For some reason WordPress won’t let me like posts or comments right now. So allow me to say I like everything on this thread! Thanks, Jacqueline, Iris, and Blue Falcon.
Thanks for the warning, Introvert Reader. Hoo boy, what was the author thinking? Or more to the point, what were the editors and publisher thinking?
I’ve run into a few cases of deceptive advertising concerning book blurbs. As long as it sells the book, does it matter if it misleads the reader?
Yes it does, if the publisher wants repeat customers. “Fool me once, shame on you.” You know the rest!
For some reasons the editors during the 1980s to early 1990s at Kensington/ Zebra gave their books vague descriptions that focused on the characters’ hair, eye color, body shape, and libidos instead of the story! Many book blurbs were interchangeable:
“Hunky Hero was the love them and leave them type, but once his onyx gaze caught sight of Honey Heroine’s luscious curves and silken gold tresses, he swore he’d never let the minx out of his muscular arms. Her ruby lips opened to his passionate kisses as her alabaster arms embraced his powerful shoulders. One night of ecstasy would never be enough to satisfy his pulsing desire…

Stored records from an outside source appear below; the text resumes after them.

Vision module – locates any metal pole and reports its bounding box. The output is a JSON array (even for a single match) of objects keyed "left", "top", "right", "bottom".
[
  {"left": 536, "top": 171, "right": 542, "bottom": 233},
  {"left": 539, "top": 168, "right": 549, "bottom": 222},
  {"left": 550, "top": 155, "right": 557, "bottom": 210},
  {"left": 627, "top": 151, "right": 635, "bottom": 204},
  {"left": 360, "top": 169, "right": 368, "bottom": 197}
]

“Innocent Honey Heroine would allow no man to dominate her! Her sapphire eyes flashed in defiance as Hunky Hero grinned a confident white smile as he vowed to have her. The beautiful orphan swore she’d never surrender to HH virile masculine charms. But with one brutal kiss, desire vanquished her pride. She would forever be his…
“–Wild Kentucky Vixen”
And then you’d read the book and it was either a 500-page boring tome about ranching or a fantastic epic with well-composed characters and sharp plotting, and it rarely ever had anything to do with what was on the back cover!
As you frequently are, you are SO spot on about this!. Every Zebra/Kensington romance novel back cover from that time, with the possible exception of their gothic romance novels, was exactly the way you described it. It felt like there were less than 10 words about the story of the book; the rest of the trailer was about the hero/heroine’s physical appearance and, to borrow a line from a Simpsons episode, their “throbbing biological urges” for each other. It was so over the top, but that is what the 1980’s in many ways was.
Throbbing, pulsing, engorged… the marketing was shameless for these Zebras!
Walter Zacharius chose the titles, covers and descriptions to be just so, because his policy was to “sell the sizzle, not the steak.” I look at these books the way I do horror movies: I’m a huge fan, but on an individual basis they range from absolutely fantastic to utter dreck, with a lot more dreck than former. Which reminds me, I never did a spotlight on them!